The basis of their work is a series of riffs on the concepts of probability and proof. For example, in their seminal “zero-knowledge interactive proofs” paper, they changed, forever, the paradigm of a mathematical proof that must be written down, step-by-step, page after page. Instead, they suggested that a proof can come out of a conversation between two parties – a “prover” and a “verifier.”

Laszlo Lovasz describes it thus:

It sounds paradoxical, but there is a scheme which allows the customer to convince the bank that he knows the password – without giving the slightest hint as to what the password is! ….The most interesting aspect of this scheme is that it extends the notion of a proof, thought (at least in classical mathematics) to be well established for more than 2000 years. In the classical sense, a proof is written down entirely by the author (whom we call the Prover), and then it is verified by the reader (whom we call the Verifier). Here, there is interaction between the Prover and the Verifier: The action taken by the Prover depends on the “questions” of the Verifier.

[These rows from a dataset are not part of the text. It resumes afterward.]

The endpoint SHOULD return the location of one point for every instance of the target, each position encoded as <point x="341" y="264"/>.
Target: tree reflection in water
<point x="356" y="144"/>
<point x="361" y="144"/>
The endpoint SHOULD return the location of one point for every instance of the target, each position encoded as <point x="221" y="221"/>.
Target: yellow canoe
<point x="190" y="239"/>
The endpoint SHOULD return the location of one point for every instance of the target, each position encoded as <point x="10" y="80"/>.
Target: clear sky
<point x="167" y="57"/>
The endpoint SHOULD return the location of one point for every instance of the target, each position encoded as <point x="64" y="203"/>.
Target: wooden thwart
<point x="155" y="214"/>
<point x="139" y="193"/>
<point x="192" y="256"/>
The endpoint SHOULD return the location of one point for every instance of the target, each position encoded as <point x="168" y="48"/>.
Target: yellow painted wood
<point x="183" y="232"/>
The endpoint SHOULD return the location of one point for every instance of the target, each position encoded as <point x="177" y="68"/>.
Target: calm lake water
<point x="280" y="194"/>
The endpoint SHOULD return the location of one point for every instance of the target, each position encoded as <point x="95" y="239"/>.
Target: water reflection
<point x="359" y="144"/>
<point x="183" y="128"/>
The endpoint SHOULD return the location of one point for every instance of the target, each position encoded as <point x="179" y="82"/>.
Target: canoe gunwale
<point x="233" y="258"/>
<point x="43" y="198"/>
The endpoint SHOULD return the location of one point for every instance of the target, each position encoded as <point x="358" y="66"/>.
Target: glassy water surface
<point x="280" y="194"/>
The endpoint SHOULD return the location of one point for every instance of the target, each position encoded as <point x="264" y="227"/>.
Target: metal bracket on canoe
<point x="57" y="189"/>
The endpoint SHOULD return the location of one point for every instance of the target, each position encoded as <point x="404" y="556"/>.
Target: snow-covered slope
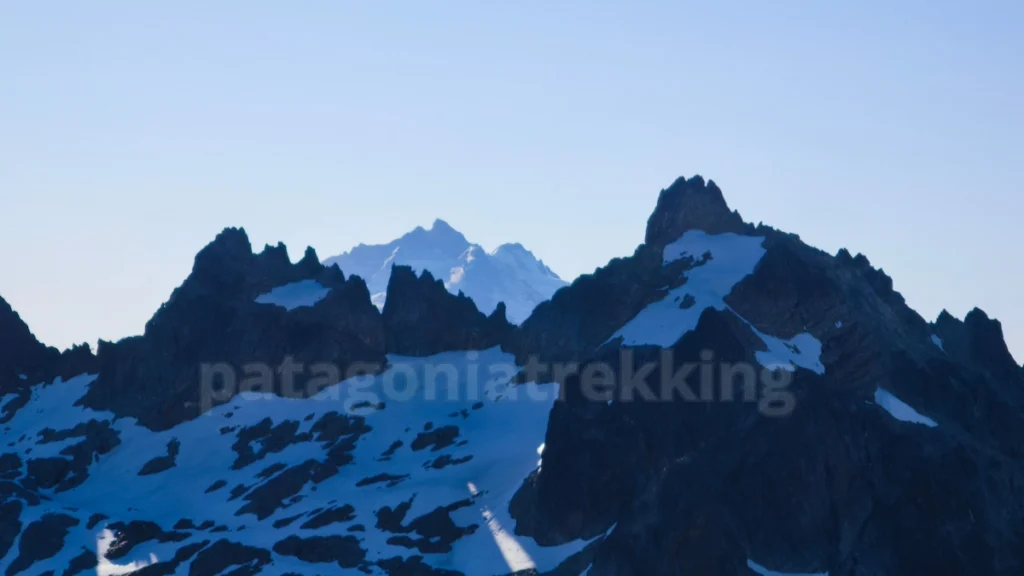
<point x="350" y="479"/>
<point x="510" y="274"/>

In other words, by asking a series of questions, each one randomly based on the answer to the previous question, the verifier can ascertain whether the prover has the mathematical proof -- without actually learning anything about the proof, itself. Obviously, using a method like this can keep your password from being stolen, but it can also be used by people working together online who want to jointly compute functions without giving away their data.

In fact, Goldwasser and Micali’s work has major implications for the entire field of mathematics known as complexity theory. Lovasz imagines using the method to referee an “exponentially long paper”:

There is a way to write down a proof so that a referee can check the correctness of a theorem by reading only a tiny fraction of it. The proof becomes longer than necessary, but not much longer. The number of characters the referee has to read is only around the logarithm of the original proof length!

Just as important, says Goldwasser, you can use such methods to establish that a mathematical statement is not correct, by proving "non existence" of classical proofs.